The court notes finally, but importantly, its appreciation for the devoted and effective scholarship of Howard L. Ganz, Esq., as assigned counsel for the petitioner. 
      
      . See, e. .g., A.B.A. Project on Minimum Standards for Criminal Justice, Sentencing Alternatives and Procedures (Approved Draft, 1968), and Appellate Review of Sentences (Approved Draft, 1968), and citations collected in those useful works.
     
      
      . See, e. g., Sentencing Alternatives and Procedures, supra, §§ 4.4(c), 4.5(b), 5.3 (d), 5.3(f), and 5.4(a).
     
      
      . Memorandum of Law in Opposition to Petition for Writ of Habeas Corpus 4.
     
      
      . The state transcript seems to make perfectly clear that defense counsel said “there should be a hearing” to test the “hearsay” about the “stabbing” if that alleged wounding was to be weighed in the sentencing. If this may be doubted, petitioner’s assigned counsel now says (as a suitably tentative and for-the-sake-of-argument footnote), the petitioner’s allegations could come literally within Townsend by being read to charge “the denial to petitioner of his right to the effective assistance of counsel.” The court adopts this analysis in its entirety, beginning with, and stressing, that there is no occasion to condemn defense counsel’s efforts as “ineffective” any more than we ever so characterize a lawyer whose sound arguments are erroneously overridden by the trial judge.
     
      
      . Somewhat ingeniously, respondent fashions a sword from the decision in United States v. Tucker, 404 U.S. 443, 447, 92 S.Ct. 589, 30 L.Ed.2d 592 (1972), holding invalid a sentence rested, inter alia, upon information concerning two prior convictions where defendant had not had counsel, because this was held to be “misinformation of constitutional magnitude.” The misinformation here, it is argued, was of lesser “magnitude.” If this species of label mattered, something could be said under Thompson v. Louisville, 362 U.S. 199, 80 S.Ct. 624, 4 L.Ed.2d 654 (1960), about the finding of a stabbing based upon no competent evidence. But the more fitting response is that Tucker, though stood upon its head, does not stand for anything helpful to respondent.
     
      
      . In an effort to avoid any possible ambiguities, and to make entirely certain that we are dealing with a genuine claim of injury rather than an abstraction, ef. H. Friendly, Is Innocence Irrelevant? Collateral Attack on Criminal Judgments, 38 U.Chi.L.Rev. 142, (1970), the court raised with petitioner the question whether he unequivocally (and under oath) was denying in this proceeding that he was the person who had wielded the knife in the criminal episode. The petitioner on December 20, 1972, made such an affidavit. Reacting tp that document, the Attorney General suggests that this assertion of innocence with respect to the knifing aspect “should properly be addressed to the State sentencing court as the basis for a motion for resentence.” (Letter of January 4, 1973.)

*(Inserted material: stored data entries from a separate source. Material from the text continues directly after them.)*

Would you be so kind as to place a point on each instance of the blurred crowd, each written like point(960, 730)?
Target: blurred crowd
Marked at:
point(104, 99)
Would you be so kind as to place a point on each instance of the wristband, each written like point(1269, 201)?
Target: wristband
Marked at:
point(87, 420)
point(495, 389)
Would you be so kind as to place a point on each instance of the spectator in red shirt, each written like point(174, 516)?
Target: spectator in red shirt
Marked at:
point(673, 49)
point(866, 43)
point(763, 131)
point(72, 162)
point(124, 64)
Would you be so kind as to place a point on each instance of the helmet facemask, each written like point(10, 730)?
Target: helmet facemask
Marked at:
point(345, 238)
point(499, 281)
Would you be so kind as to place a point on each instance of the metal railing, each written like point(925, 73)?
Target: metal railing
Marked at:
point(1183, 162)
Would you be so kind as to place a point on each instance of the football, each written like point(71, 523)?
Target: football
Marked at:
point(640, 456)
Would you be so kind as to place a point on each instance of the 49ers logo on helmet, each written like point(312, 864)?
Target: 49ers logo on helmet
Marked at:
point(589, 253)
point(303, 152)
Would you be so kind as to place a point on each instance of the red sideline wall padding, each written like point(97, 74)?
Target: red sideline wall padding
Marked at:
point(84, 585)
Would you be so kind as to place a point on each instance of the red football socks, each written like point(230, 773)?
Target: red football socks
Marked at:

      As this opinion has shown, however (and respondent has never disputed), petitioner raised in the state court, at both his plea and sentencing, the issue as to whether the reported stabbing by him was “hearsay or true.” Of. note 4 supra. To remit him now (after the State has resisted so strenuously) to a “motion for resentenee” would trivialize what we enshrine as the Great Writ. Moreover, except for this last-minute suggestion, there has never been any claim of failure to exhaust state remedies. Petitioner has pursued such remedies through the State’s appellate courts. His clear and limited contention has never been in doubt. Its merits have been contested in extensive, state briefs. Finally, the Attorney General’s thought does not seem momentous as a practical matter. The result reached today leads to a state resentencing hearing. Though this is more than a “motion for” such a hearing, it is not so much more as to be a grave concern. The aim of all the procedures is to reach a decision on the merits of the claim that petitioner’s sentence was, or may have been improperly affected by a serious factual error.